Reward-Consistent Dynamics Models are Strongly Generalizable for Offline Reinforcement Learning

📝 Paper Summary

Offline Reinforcement Learning Model-Based Reinforcement Learning (MBRL)

MOREC improves offline model-based RL by learning a reward function that identifies high-fidelity transitions, using it to filter out erroneous model rollouts during policy learning.

Core Problem

Learned dynamics models in offline RL struggle to generalize to unseen transitions (out-of-distribution errors) because they are trained via supervised learning on limited historical data.

Why it matters:

Model errors in out-of-distribution regions are often exploited by policy optimization, leading to poor real-world performance
Existing conservative methods limit policy exploration or pessimistically penalize the model, which restricts the potential performance gains from model-based approaches
Current methods fail to distinguish between accurate and inaccurate model predictions when generating long-horizon rollouts

Concrete Example: In a refrigerator temperature control task, a dynamics model trained on a specific behavior policy accurately predicts temperatures for that policy but fails when a new test policy visits unseen states. Without MOREC, the model generates erroneous temperature predictions that diverge from reality, causing the policy to fail.

Key Novelty

Model-based Offline Reinforcement learning with Reward Consistency (MOREC)

Conceptualizes the environment dynamics as an agent maximizing a hidden 'dynamics reward' (consistency signal), which can be recovered via Inverse Reinforcement Learning (IRL)
Uses this learned dynamics reward to filter transitions during model rollouts: instead of accepting any predicted next state, the system samples multiple candidates and selects the one with the highest dynamics reward
Integrates seamlessly into existing model-based algorithms (like MOPO or MOBILE) by simply replacing the standard rollout mechanism with this reward-consistent filtering

Architecture

The MOREC framework pipeline compared to standard offline MBRL.

Evaluation Highlights

Outperforms prior SOTA methods on 18 out of 21 tasks across D4RL and NeoRL benchmarks
+25.9% average performance improvement over previous SOTA (MOBILE) on the challenging NeoRL benchmark
First method to solve 3 tasks in the NeoRL benchmark (normalized score > 95), whereas previous methods solved 0

Breakthrough Assessment

8/10

Significant performance jumps on difficult benchmarks (NeoRL) and a novel conceptual framing of dynamics consistency as an IRL problem make this a strong contribution.

⚙️ Technical Details

Problem Definition

Setting: Offline Model-Based Reinforcement Learning (MBRL) using a static dataset D of transitions

Inputs: Offline dataset D = {(s, a, r_task, s')}

Outputs: Optimized policy π that maximizes expected cumulative task reward

Pipeline Flow

Dynamics Reward Learning (IRL)
Dynamics Model Learning (Supervised)
Policy Optimization with Transition Filtering

System Modules

Dynamics Reward Learner

Learn a discriminator to distinguish true transitions from model-generated ones

Model or implementation: Ensemble of Discriminators

Dynamics Model Ensemble

Predict next states given state-action pairs

Model or implementation: Probabilistic Neural Network Ensemble

Transition Filter (Rollout)

Select high-fidelity transitions during policy rollout

Model or implementation: Softmax selection based on Dynamics Reward

Novel Architectural Elements

Reward-Consistent Transition Filtering: A sampling mechanism that uses an IRL-learned reward to select the most realistic transition from a batch of model predictions
Dynamics Reward function learned via Discriminator Ensemble: Treating the environment dynamics as an expert policy to be imitated

Modeling

Base Model: Ensemble of probabilistic neural networks (Gaussian MLP)

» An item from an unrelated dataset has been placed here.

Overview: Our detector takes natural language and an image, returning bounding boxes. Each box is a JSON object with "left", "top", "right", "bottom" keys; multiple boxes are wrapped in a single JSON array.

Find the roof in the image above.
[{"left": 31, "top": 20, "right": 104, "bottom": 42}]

Training Method: Generative Adversarial Imitation Learning (GAIL) variant for reward learning; SAC for policy optimization

Objective Functions:

Purpose: Learn dynamics reward by distinguishing real data from model data.

Formally: max_D min_P E_{data}[log(D(s,a,s'))] + E_{P}[log(1-D(s,a,s'))]
Purpose: Train dynamics model via supervised learning.

Formally: max_theta E_{data}[log(P_theta(s'|s,a))]
Purpose: Select next state during rollout.

Formally: Sample proportional to exp(r_D(s,a,s')/kappa)

Training Data:

D4RL datasets (Gym locomotion)
NeoRL datasets

Key Hyperparameters:

ensemble_size_M: 7
rollout_horizon: 100
discriminator_ensemble_size_T: 10
+ 3 more
filtering_candidates_N: 10
temperature_kappa: 1.0
min_dynamics_reward_threshold: 0.3

Compute: Not reported in the paper

Comparison to Prior Work

vs. MOPO/MOBILE: MOREC actively filters transitions using a learned consistency signal rather than just penalizing the reward function
vs. RAMBO: MOREC focuses on selecting high-fidelity transitions (consistency) rather than modifying the model dynamics to be pessimistic
vs. Adversarial Model Learning (e.g. VirtualTaobao): MOREC uses an ensemble of discriminators and a transition filtering step, combining supervised and adversarial signals, whereas previous adversarial methods used single discriminators and purely generative approaches

Limitations

Performance depends on the quality of the learned dynamics reward (IRL quality)
Computationally more expensive during rollout due to sampling multiple candidates and evaluating dynamics reward
Requires tuning of filtering hyperparameters (temperature, candidate count)

Reproducibility

Code is not provided in the paper. Detailed pseudocode is provided in Algorithm 1 and Algorithm 2. Hyperparameters are listed in Appendix D.

📊 Experiments & Results

Evaluation Setup

Offline RL benchmarks measuring normalized average return

Benchmarks:

D4RL (Locomotion control (MuJoCo))
NeoRL (Locomotion control with narrower data distributions)

Metrics:

Normalized Average Return
Success Rate (Solved Tasks)
Statistical methodology: Mean and standard deviation reported over 5 seeds

Key Results

Benchmark	Metric	Baseline	This Paper	Δ
Comparison on D4RL benchmark showing MOREC integrated with MOBILE (MOREC-MOBILE) vs. standard MOBILE.
D4RL	Normalized Average Return	80.0	82.8	+2.8
D4RL	Solved tasks (score >= 95)	5	6	+1
Comparison on the harder NeoRL benchmark, where MOREC shows larger gains.
NeoRL	Normalized Average Return	60.7	76.4	+15.7
NeoRL	Solved tasks (score >= 95)	0	3	+3
Ablation on transition filtering.
Synthetic Refrigerator Task	Return	-640	-78	+562

Experiment Figures

Visualization of dynamics, model error, and learned dynamics reward on a synthetic refrigerator task.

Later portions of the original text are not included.